Related Rate: Kite Problem

This Desmos graph gives a complete picture:

desmos.com/calculator/wuvkqrck6m

Be sure to go to full screen by collapsing the lefthand panel (click the << at top of that panel), when visiting the graph.

Let's say that Joe is holding the apparatus that let's out the string for the kite, and that initially the kite somehow is directly above Joe at a height of 100 feet. At that point in time the string is making a 90 degree angle with the ground. Now the wind starts moving the kite horizontally (so vertical height remains 100 feet)., at 14 ft/sec). In order to accommodate the movement Joe has to let out extra length of string (call its length s).

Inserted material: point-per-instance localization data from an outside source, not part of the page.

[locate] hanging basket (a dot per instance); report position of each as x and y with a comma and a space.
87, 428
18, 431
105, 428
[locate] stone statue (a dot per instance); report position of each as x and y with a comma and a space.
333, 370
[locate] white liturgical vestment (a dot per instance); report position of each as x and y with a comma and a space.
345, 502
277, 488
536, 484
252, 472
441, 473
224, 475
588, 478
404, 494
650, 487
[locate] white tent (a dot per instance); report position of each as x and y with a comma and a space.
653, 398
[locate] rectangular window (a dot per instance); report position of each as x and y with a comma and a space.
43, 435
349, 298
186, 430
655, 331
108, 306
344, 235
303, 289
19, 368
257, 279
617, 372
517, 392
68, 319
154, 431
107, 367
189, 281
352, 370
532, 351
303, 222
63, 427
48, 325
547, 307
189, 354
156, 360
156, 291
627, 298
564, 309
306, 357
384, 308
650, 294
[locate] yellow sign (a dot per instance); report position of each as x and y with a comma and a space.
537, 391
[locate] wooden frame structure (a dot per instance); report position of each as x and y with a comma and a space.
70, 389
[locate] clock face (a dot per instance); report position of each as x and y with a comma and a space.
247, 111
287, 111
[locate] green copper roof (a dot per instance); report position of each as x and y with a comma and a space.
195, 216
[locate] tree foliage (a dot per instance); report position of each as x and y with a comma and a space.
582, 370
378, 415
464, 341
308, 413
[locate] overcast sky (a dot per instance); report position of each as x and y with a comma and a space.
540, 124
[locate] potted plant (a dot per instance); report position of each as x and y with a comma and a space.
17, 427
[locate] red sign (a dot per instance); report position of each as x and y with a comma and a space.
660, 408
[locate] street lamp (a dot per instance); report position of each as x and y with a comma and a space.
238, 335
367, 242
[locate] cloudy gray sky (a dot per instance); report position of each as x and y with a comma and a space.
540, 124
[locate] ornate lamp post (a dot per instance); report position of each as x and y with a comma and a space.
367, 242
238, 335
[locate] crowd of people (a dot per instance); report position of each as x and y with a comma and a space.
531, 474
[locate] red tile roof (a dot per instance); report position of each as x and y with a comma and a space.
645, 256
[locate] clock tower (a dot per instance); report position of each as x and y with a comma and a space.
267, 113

Picture the string, the horizontal distance the kite has travelled (but picture along the ground), and a vertical leg opposite the angle formed by the string and the ground forming a right triangle. The angle between the ground and string is θ.

cot θ = x/100 (x is the horizontal distance the kite has moved)

θ = arccot(x/100)

dθ/dt = [-1/(1+(x/100)²)] (dx/dt)

When s = 200, x² = 200² - 100² = 30000

Substitute 14 (ft/sec) for (dx/dt) and 30000 for x² and simplify. See the graph for more details.

There are a few other ways to do this problem (including using tangent instead of cotangent), but this seems most straightforward. Another way would be to take the derivative implicitly with respect to t.